In the '50s, when women kept a well kept home whilst looking perfect, there was an obvious need for clothes that protected ones real clothes from damage.  Ladies couldn't hoover in ones knickers.  I would never do that lol, but only because Mr. CT does the hoovering (and I do the groceries).  So, to get around this, ladies had house dresses.  Nowadays, with our loose morals, they are great for wearing outside too.  In public no less!


McCalls 6617 from 1962 (as pictured above) is one such beauty.  How cute is the blonde lady?  I would be her in a heartbeat.  Pious fake Sophia less so.  But we have to give her some credit - she is wearing a dress made of brown domino's with aplomb after all.

This dress is described as:
"Back wrapped housedress with unpressed pleats in three-gored skirt.  Rounded neckline is pleated at front and purchased corded piping included in neck facing seam. Bodice is buttoned at back of neck.  Cap sleeve has opening at outer edge.  Tie belt, included in right bodice back facing seam, is  inserted through opening in bodice left side seam.  Belt is tied at center front; interfaced patch pockets on skirt front."    


Once upon a time, gender roles were more clearly and more uniformly defined.  That time was the 1950/60s.  Part of me (the dutiful, well brought up child of parents who used to have vol au vents at dinner parties and make me kiss all the attendees goodnight part) likes the idea of living in the '50s.  Everyone knows what they need to do and it's not confusing; therefore less stressful.  Part of me, the part that enjoys doing whatever I want, when I want, imagines that I would be a ball of rage if I lived in that environment.  Being pigeonholed would kind of rattle me.  Not to get too political on it (although this subject does interest me); but the '50s would have been at least a little rubbish for anyone that didn't fit the social norm.  And by norm, I think I mean, young, attractive WASPs.

But anyway, back to the sewing.  My version of this is worn on it's own, outside.  Egads!  It has no need for patch pockets.  They, to my mind, are silly. Nor does mine have corded piping, as I didn't have any to hand.  Mine is also a bit longer to fit with the current trend for midi-length skirts. I can re-hem it when the economy improves and shorter hemlines become fashionable again (a la the hemline index).

The fabric I used is a lightweight cotton (like poplin), with a big flowery/rhomboid print on it.  It's kind of crazy, but I like it.  I bought this at a fabric/sewing/crafting fair that I went to AGES ago with the lovely Debi of my happy sewing place (who quite frankly, seems to make any place happy).

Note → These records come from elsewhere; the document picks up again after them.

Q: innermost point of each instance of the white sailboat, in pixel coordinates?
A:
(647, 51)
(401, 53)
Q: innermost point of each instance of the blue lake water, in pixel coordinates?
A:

The back wraps over itself, and so, for the sake of modesty, I had to sew up the back seam.  I wear a slip underneath it anyway, because that's how I roll.  I wear this dress one of two ways - per below, with red heels and red lips.  (btw - see that big rugby ball trophy to my left?  Mr CT won that for being "best tourist on tour" on a rugby trip to Dublin.  I envy blokes on two things: rugby tours and piddling abilities).


 

As well as wearing it like that, with red heels, I also wear it with a belt and pair of gladiator wedge sandal things.  These more "edgy" accessories really make it quite different, and take this pretty look to something more like "I am woman, hear me roar".  We're going on a date tonight (YUSS!), and I may just wear this outfit.




Which brings this pattern (and it's purpose) into the new age quite nicely I think.

The Good: Easily, quickly made.  Comfortable, elegant and nice to wear.

The Bad: The wrap doesn't overlap enough to be modest.  The sides need to either be extended or sewn together to avoid any embarrassment.

The Ugly:  Nothing really, former social mores excepting.